In such a situation, the hope of establishing a constitutional politics that would replace the current corporate politics is an uphill, if not impossible task. An analysis of other categories of advertisements designed by governments, political parties, social organisations, businesses etc., would lead to the conclusion that they are all connected with corporate politics.

Given how the political and intellectual leadership of the country has blended silently in cooperation with corporate politics, it will not be long before the two become indistinguishable, affecting the fate of India.

In times not too far, unless it is recognised and checked, this new fangled democracy of corporate politics, moulded in the furnace of Delhi, will flourish in the country.

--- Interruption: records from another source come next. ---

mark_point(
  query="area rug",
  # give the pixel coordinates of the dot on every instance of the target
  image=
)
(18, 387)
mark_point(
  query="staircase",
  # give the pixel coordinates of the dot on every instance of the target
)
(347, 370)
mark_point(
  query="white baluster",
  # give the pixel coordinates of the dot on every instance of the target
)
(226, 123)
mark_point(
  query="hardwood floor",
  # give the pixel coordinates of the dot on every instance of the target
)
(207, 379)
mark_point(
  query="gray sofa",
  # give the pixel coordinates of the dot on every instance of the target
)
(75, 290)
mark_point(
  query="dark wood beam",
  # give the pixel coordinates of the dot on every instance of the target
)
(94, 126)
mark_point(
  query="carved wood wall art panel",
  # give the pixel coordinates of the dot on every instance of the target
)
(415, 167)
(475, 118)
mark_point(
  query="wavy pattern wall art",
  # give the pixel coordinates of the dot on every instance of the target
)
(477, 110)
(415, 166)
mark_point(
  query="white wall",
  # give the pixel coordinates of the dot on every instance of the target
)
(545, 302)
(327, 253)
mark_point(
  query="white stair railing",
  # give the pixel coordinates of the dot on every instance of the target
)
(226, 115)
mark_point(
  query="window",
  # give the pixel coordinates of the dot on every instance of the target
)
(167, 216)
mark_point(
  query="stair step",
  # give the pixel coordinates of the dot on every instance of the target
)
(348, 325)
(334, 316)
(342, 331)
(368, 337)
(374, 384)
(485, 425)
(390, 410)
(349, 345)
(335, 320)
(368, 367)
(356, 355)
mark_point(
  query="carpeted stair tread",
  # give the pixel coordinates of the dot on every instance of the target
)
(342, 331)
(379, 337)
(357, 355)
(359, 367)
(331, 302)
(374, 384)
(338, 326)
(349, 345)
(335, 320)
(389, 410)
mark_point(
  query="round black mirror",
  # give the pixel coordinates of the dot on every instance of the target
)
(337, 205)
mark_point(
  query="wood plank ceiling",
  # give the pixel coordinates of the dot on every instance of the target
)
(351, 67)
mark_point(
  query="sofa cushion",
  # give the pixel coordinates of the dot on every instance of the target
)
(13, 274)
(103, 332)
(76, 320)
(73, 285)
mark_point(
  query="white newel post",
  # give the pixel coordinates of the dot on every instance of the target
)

The only snags in this democracy will be that while the three sisters - Manasi aged 8, Shikha aged 4, and Paro 2 years old - might die of disease and starvation, the country's intellectuals, journalists, artists, activists will keep shouting in a loud chorus - ‘The river of health and education is flowing in Delhi!'

There are constant calls for a strong leader and/or a military dictator from the inner core of this democracy, but the NGO masters will continue to beat the drum saying - 'After independence, people have learned for the first time to speak for their rights!'

They will declare with a martyr’s voice - 'Our primary concern is the people of the country, not party politics!'

The experience of neo-liberalism during the last three decades has made it amply clear that corporate politics is inseparable from communal politics. But the advocates of secularism in the country are not ready to accept this. They want to save secularism while running the country via corporate politics.

Those who plead to save democracy from fascism, are not ready even to consider the fact that neither democracy nor secularism can be saved in this manner. What can be saved is only their class-interest. And ultimately the same wheel keeps rolling.

This is the story of Delhi, capital city of lndia. It has metamorphosed into little more than an advertisement of corporate politics. Other parts of the country may soon ‘decide’ to follow a similar story.

At such a point in time, it is possible for some to narrate a false text of the situation to an unsuspecting public. But for the truly cautious it is more important to differ, and to sound the wake up call.

Prem Singh is Professor of Hindi at Delhi University.